I think I experience the exact opposite of this problem. Things work as expected in TB 3.0 but not in 2.11: I am using Ubuntu 10.04 and Thunderbird 3.17. My wife is using Ubuntu 8.04 and Thunderbird 2.11. We wish to exchange secure email with a third party. As a test case, we each downloaded certificates from StartSSL and installed them in Thunderbird and tried to send encrypted messages to each other. We both sent each other digitally signed messages and now can send each other encrypted messages. However, we find the following. When she sends me an encrypted message, I am able to read it without further intervention. When I send her an encrypted message, she has to enter her certificate password once per Thunderbird session in order to be able to read encrypted messages from me. Is this a bug in Thunderbird 2.11 or is something else going on? I'd be grateful if someone could tell me.

(In reply to comment #9) > I think I experience the exact opposite of this problem. Things work as > expected in TB 3.0 but not in 2.11: > > I am using Ubuntu 10.04 and Thunderbird 3.17. > My wife is using Ubuntu 8.04 and Thunderbird 2.11. Those versions don't make sense. Do you really mean 3.1.7 and 2.0.0.11? Please note that Thunderbird 2.x is no longer supported.

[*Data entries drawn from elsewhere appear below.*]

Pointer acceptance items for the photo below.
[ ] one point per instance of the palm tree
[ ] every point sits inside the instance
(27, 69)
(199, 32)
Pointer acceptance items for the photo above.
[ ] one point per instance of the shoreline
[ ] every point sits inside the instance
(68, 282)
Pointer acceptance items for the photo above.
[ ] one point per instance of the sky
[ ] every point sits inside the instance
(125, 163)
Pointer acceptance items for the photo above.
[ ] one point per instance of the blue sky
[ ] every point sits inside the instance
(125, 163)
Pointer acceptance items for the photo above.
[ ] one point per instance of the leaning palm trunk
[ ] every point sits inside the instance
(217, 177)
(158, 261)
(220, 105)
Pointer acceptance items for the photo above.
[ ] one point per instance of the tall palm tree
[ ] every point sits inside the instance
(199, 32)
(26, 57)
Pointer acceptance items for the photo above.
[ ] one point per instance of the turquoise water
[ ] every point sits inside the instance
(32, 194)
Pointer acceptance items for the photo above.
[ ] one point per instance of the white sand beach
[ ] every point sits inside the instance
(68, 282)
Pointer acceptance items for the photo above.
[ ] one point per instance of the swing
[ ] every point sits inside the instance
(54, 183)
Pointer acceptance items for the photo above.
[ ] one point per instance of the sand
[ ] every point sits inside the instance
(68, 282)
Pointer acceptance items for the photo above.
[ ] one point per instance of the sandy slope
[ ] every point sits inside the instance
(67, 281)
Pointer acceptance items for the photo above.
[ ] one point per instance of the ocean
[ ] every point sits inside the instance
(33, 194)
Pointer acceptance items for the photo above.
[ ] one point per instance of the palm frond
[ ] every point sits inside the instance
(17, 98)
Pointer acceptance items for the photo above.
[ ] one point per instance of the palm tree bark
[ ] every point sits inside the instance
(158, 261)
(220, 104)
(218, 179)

You are right about the version numbers, it is 3.1.7 and 2.0.0.11? I don't expect support for 2.x but I would be appreciative if someone could confirm that this was a known issue in 2.x. I have had a go at searching through bugzilla (that's how I found this bug), and got too many hits that may or may not be related. This problem is surprisingly difficult to describe, there seem to be so many variables that it's just hard to pin down.

Is there anything new about this issue? I use currently Thunderbird 7.0.1 and still the use of the certificates is only protected by the master password, not by a password especially for the S/MIME-certificates.

I started getting this popup a few days ago and I was thinking it was a virus infection on my Mac - esp as I seem to be getting pop advertisements recently I hadn't been getting before. FIRST QUESTION: Is this bug owned by Mozilla (would make sense as it appears only when firefox has focus)?? For God's sake, if Mozilla/Firefox is going to use pop up requests for ANYTHING would you, at least, make clear the request is coming from Firefox/Mozilla and not some trojan? I also have various extensions downloaded from Mozilla, but I don't see any obvious connection (Noscript, Privacy Badger, Ghostery, Adblock Plus, Language Tool (spelling/grammar). I think that is it. I HAVE, in approx the same timeframe, begun using Firefox's password manager. But the popup doesn't SAY it is the password manager...and I see no obvious connection as the popup request comes at seemingly random times when I change tabs, but not in an obvious login screen where passwords are being requested. Anyway, please let me know if this is Mozilla's bug. It is driving me buggy not knowing what I am dealing with here. I just started an Avast scan.

Umm. I should be more clear. I came to this forum by doing a search on the phrase ""Please enter master password for software security device". I do have thunderbird on my machine and it is possible it was running in the background, although I am not clear on that. I also downloaded Seamonkey a few days ago. This popup request comes when I change tabs in FIREFOX and I figured it was related to Firefox. I will not run either thunderbird nor seamonkey for a few days, at least not in the background, and see if the popup disappears. As I said, it would be nice if Mozilla code would identify itself explicity in a case like this.

(In reply to tanstaaf1 from comment #14) This bug is a Thunderbird-specific request, so if your issue is with Firefox, this is not your bug.